Becketts Kopf’s Original Punch
A Christmas classic to get you merrily tipsy in good company. Use your salad bowl, a big pot or whatever you’ve got – with Becketts Kopf’s excellent pre-made mix, you can do no wrong.
A mix of
– Arrack (rice-fermented rum)
– Familie Mozer’s apple brandy
– Black tea
1000 ml per bottle
(serves 4-6, although that depends on how thirsty your guests are. Get another bottle just in case, it’s not like it’s going to spoil! You even could keep it over many years…)
What you need:
– A tupperware/plastic box/pot
– A large bowl or pot
– A ladle
– Small glasses or cups
First, you’ve got to get your ice cube ready: pour water into the tupperware/plastic box or pot and leave it to freeze for 24 hours. Put your little iceberg into the large bowl or pot – be sure to follow your aesthetic sense or use whatever your cupboard yields.
Pour the punch into the bowl with the ice cube, then let it sit. After 30 minutes you’re good to go, and go and go and go you will – punch tastes great over several hours. Be sure to serve small portions so the punch stays cool. As the block of ice sitting in the punch slowly melts, the taste of the punch continues to develop: so the second helping is different to the first or the third. The most important factor in savouring punch is taking your sweet time. It really is not about finishing it up quickly: unlike a cocktail, the addition of water from the melting ice cube doesn’t spoil it but makes it better. Be sure to observe how the taste gradually changes, it really is as though you have several different drinks in one.
If you want you can add a sip of dry Champagne or sparkling wine into your glass of Punch, it really is a delicious side effect.

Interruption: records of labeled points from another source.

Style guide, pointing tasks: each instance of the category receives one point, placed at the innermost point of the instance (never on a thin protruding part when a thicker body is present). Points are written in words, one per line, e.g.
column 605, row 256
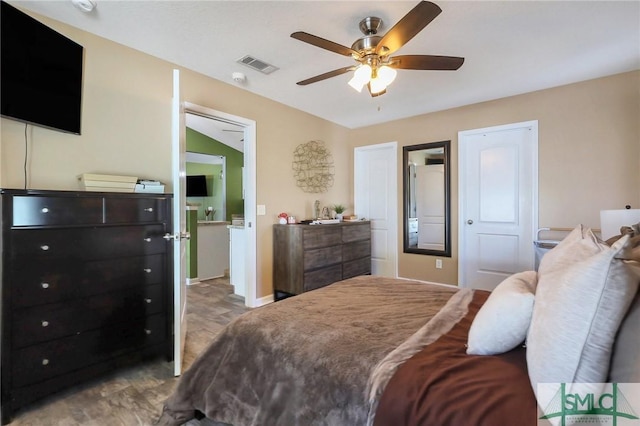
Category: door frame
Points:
column 462, row 176
column 249, row 188
column 393, row 219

A brief history of the punch: between the 17th and 19th century you would’ve been hard-pressed to find a gathering without punch. It’s not just a sophisticated drink, but an entire social ritual: sitting around the bowl, passing around the ladle and cups, gradually getting more tipsy. Making a good punch was considered an art form. Charles Dickens (“A Christmas Carol”), for example, considered himself to be a much better punchmaker than writer.